Note that the variance for weight (criterion) is no longer represented as a complete circle. This illustrates that partial correlation squared is expressed as the proportion of remaining (i.e., residual) criterion variance that is explained by a predictor (as opposed to its original 100% variance to be potentially explained).
Semi-Partial Correlation Squared (sr2)
To understand what is meant by semi-partial correlation squared, consider another modified Venn diagram.
Figure 5.4
In this instance, the squared correlation is still represented by the shaded area, but the shared variance is expressed as a proportion of the total variance in the criterion variable (weight) that is explained by the predictor (height). Thus, semi-partial correlation squared tells us how much of the total variance in people’s weight we can explain on the basis of their height, once the covariance between height and age (i.e., the overlap between just the predictors) has been removed from the equation. NB: in write-ups the semi-partial correlation (sr) is squared to create the effect size measure, and reported as sr2.
Note that in multiple regression, we are still dealing with a model that is created to fit the data. It is like the “line of best fit” in a simple regression, but because we are now dealing with more than one predictor, it gets more complicated. Now it’s like a “plane of best fit” in three-dimensional space. Due to this, the beta (β) weights from the regression equation for each variable are also a measure of the variable’s relative importance. That is, the higher the β value (regardless of direction), the more important that predictor is. Note though, that if you want to compare the strength of two independent predictors, you test for differences in the strength of the contributions of independent predictors using Fisher’s z tests of the partial correlations.
Hierarchical Multiple Regression
Unlike standard multiple regression, hierarchical multiple regression enters predictors in a pre-specified order. That is, the predictors get entered into the model in different “steps” or “blocks”. The model is assessed at each step, and the increment in explained variance (R2 change or R2ch) at each of these steps is usually the focus of interest.

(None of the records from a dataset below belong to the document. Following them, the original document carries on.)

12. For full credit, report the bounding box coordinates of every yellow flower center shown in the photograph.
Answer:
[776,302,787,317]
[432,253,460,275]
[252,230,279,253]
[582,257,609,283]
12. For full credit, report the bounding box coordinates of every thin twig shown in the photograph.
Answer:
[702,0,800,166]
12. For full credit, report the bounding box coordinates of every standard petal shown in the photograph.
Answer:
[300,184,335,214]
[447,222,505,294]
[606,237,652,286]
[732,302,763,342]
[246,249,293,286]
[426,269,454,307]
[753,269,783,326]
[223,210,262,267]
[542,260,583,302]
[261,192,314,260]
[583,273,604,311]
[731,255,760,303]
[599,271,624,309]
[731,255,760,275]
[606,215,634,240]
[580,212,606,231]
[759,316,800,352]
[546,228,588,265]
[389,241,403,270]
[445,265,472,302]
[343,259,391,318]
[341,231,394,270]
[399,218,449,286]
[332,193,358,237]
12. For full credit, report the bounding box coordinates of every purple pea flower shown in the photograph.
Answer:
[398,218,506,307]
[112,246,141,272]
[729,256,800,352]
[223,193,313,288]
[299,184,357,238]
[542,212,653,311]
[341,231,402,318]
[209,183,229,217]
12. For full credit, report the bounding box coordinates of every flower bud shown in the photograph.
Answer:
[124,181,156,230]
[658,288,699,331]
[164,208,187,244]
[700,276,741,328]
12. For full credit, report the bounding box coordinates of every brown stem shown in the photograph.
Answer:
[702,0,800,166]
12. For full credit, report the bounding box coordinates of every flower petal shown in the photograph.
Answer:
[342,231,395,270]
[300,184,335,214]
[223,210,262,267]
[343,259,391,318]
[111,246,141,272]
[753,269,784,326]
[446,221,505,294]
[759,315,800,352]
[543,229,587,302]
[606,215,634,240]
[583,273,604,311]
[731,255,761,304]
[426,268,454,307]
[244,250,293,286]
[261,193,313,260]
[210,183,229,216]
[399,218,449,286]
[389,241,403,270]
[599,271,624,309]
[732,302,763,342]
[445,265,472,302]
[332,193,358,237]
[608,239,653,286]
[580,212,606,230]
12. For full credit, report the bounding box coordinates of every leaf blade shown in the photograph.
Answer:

At Step 1, we only enter the predictor(s) for Block 1 of the model (i.e., predictors 3 and 4 are not yet in the model). We assess the increase or change in the criterion variance (i.e., R2ch) that is explained by the entry of this first predictor or set of predictors into the model (in the case below, this is the set containing predictors 1 and 2). Therefore, R2ch at Step 1 would be represented by the shaded grey area in the diagram below.
Figure 5.5
Model at Step 1 Containing Only Predictors 1 and 2 (i.e., the First Predictor ‘Set’ or ‘Block’)
Then, at the next step, we add an extra predictor or set of predictors (in this case, our second set is made up of predictors 3 and 4). We again assess the change increment in the criterion variance (i.e., R2ch) that is explained at this second model step.
Figure 5.6
Model at Step 2 Containing Both Sets or Blocks of Predictors
The dark shaded area (R2 change at Step 2) represents the proportion of variance explained by the second set of predictors (predictors 3 and 4) over and above the first set (predictors 1 and 2).

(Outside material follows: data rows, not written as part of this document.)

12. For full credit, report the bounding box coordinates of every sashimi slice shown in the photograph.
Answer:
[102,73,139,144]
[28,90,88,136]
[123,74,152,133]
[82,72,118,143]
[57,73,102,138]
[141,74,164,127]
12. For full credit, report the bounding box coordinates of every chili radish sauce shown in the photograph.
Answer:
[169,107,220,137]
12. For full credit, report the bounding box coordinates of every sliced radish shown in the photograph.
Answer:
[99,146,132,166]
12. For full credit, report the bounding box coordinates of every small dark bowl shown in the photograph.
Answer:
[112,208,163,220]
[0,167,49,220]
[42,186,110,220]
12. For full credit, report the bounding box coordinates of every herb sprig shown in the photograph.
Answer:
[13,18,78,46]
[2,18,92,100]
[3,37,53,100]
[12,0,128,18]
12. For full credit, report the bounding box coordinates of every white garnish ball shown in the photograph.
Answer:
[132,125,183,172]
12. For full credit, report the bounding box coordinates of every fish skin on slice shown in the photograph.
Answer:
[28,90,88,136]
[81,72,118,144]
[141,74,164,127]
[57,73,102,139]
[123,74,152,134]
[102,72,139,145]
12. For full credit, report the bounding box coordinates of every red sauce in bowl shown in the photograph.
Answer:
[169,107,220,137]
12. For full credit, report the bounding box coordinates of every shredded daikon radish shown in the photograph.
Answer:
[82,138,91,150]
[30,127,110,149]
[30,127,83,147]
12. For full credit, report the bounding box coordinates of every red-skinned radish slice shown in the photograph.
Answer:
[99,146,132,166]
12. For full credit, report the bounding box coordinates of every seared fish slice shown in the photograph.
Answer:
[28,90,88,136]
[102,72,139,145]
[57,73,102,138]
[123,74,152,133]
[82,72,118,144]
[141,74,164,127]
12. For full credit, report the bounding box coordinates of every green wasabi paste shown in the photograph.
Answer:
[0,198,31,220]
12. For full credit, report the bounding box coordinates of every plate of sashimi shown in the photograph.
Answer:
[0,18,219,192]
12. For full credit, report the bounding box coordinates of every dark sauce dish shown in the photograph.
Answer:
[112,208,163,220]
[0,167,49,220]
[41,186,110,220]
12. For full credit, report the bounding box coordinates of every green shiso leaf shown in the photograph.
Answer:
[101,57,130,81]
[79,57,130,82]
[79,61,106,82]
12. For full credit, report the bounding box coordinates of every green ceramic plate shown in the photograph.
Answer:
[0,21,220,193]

We also report the total amount of variance explained at the final step. In our example, this is R2 at Step 2. This would be calculated as the lighter shaded section (R2ch at Step 1) plus the darker shaded section (R2ch at Step 2) in Figure 5.6 above.
Exercise 2: Standard Multiple Regression
The Effects of Stress and Sex on Eating Difficulty (Again!)
In the simple regression/ correlation we performed in Exercise 1 in Activity 4, we worked with a clinical psychologist who was interested in eating difficulties. More specifically, the researcher was trying to examine the effects of stress on eating difficulty. This time, the researcher intends to explore the predictors of eating difficulty further. The researcher is aware that the kind of eating difficulties they are examining tend to occur in greater frequencies among females than males. Thus, they wish to add in the effects of biological sex as well as stress into their model to explain eating difficulty. To do this, the researcher has decided to get data from a larger sample. They expect that sex and stress as a combination will significantly predict eating difficulty (Hypothesis 1). Also, they believe that individually, both sex and stress will have unique contributions to the prediction of eating difficulty. Specifically, that (a) females will report experiencing more eating difficulties than males (Hypothesis 2a), (b) those with higher levels of stress will display more eating difficulty (Hypothesis 2b), and (c) sex will be a more important determinant of eating difficulties than stress (Hypothesis 2c).
Activity 5 Exercise 2 Part 1: Hypotheses for the Standard Multiple Regression
What analyses and statistical results match the researcher’s hypotheses?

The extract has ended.